Methods For Facilitating Long-Term Acceptance of a Robot July 1, 2013 - Present

Scenarios that call for lt-HRI, such as home health care and cooperative work environments, have interesting social dynamics, even before robots are introduced. The success of human-only teams can be limited by the trust and willingness to collaborate within the team, consideration is worthy of factors that may affect adoption of robots in long-term settings. A coworker who is unwilling to collaborate and trust the abilities of their fellow teammate may refuse to include that teammate in many job related tasks due to territorial behaviors.
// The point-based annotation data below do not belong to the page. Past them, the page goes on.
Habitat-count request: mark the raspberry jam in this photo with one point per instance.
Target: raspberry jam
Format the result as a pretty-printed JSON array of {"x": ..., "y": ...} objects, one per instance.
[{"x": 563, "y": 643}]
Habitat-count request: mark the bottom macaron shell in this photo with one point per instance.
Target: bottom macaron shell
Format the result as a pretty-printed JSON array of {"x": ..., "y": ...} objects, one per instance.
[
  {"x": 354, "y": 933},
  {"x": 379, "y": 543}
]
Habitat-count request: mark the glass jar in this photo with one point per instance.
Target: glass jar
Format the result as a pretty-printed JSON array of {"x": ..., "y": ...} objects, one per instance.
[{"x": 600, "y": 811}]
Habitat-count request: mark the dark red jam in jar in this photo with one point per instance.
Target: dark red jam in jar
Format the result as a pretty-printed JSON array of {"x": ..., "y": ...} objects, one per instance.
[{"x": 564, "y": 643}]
Exclusion of a robotic team member might eventually lead to a lack of productivity in lt-HRI. Behavior toward a robot companion may be governed, in part, by pre-conceived notions about robots. However, prior work has shown that simple team-building exercises can positively affect attitudes toward a robot, even if the robot under-performs at a task. This objective will address these issues by adapting and evaluating facilitation strategies that have been successful in encouraging the adoption of new technology or improving team cohesion. We will study how these facilitation techniques can bolster human-robot cooperation.